We know our prostanoids, the infusions, the inhaled drugs, the oral therapies, that prostanoid class of drug has the greatest side effect burden, and is maybe most hard for patients in terms of quality of life and having to deal with that. If some of our anti-proliferative therapies are successful enough, maybe we can reduce the burden of our therapies by reducing that prostanoid or maybe in some situations even taking it away. But if you're going to be doing that, you need to be really sure where things stand and maybe a risk calculator, and how far people can walk and their functional class isn't quite enough to be sure about that. Especially now, we're talking about backing off on other therapies for improving quality of life and burden of the therapies, repeating a right heart catheterization to know where we really are could be very useful.

Another thing I'd say about risk calculators is number one, they can be incorporated into electronic medical records. So then, that is living in that electronic record and can be flow charted like, "Okay, this patient's REVEAL risk score was 9 three months ago and now it's 7." I can see that difference and I can track it.

The other thing is that there are apps. If a person just Googles, “pulmonary hypertension risk calculator,” it can take you to a website that has all the different risk calculators. A patient could do that themselves if they wanted to, if they have that information. So it could be sometimes somewhat empowering if they choose to do so. Go there and say, "Hey, what's my REVEAL 2.0 Light risk score after this last visit," if my provider didn't tell me or didn't calculate it?

It always needs to be put in the context of the patient. I think that was another message from our debates at the World Symposium about this, is that this is one modality to assess risk. It has to be put in the context of the echo, the human dynamics, patient goals, where we're talking about patient-centric medicine. So we could say, "Oh, you're at intermediate risk, we should add a prostanoid." Then, the patient has to do some thinking about that, "Am I willing to take on that side effect burden to try to reduce these risk characteristics, or will it help me feel enough better that it's worth the side effect burden?"
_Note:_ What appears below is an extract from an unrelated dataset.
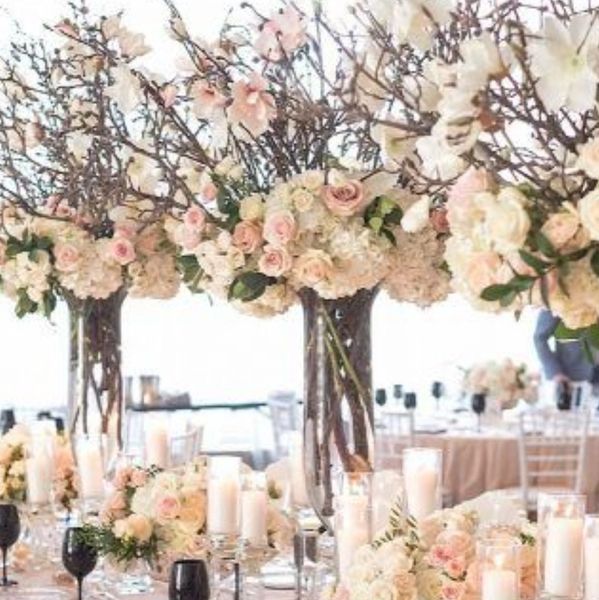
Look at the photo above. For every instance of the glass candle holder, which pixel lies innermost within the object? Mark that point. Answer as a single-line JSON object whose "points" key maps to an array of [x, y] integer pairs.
{"points": [[591, 557], [499, 568], [224, 496], [560, 545], [423, 475], [353, 518], [254, 502], [90, 465]]}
We can get caught up in this objectification of risk and things, but realize this is a person sitting in front of us with different goals, and maybe we're not engaged in a way where we really understand what they're looking for. If we're mono-focused on reducing risk and adding more drugs, maybe we're not really meeting the patient where they are in terms of their journey.

I always like what Rino Aldrighetti, the former head of PHA used to say, "Every patient has the opportunity and the ability to fight this disease as much or as little as they choose to do."

We have to accept that, that we might be all in, "Do this, do this, do this." Is that really where our patient is? So, I think that's the other message, taking it back and being patient-centric, "Here's the information. Let's talk, what are our joint goals here?"

Thanks so much for listening. My name is Dr. Bob Frantz, and I'm aware my patients are rare.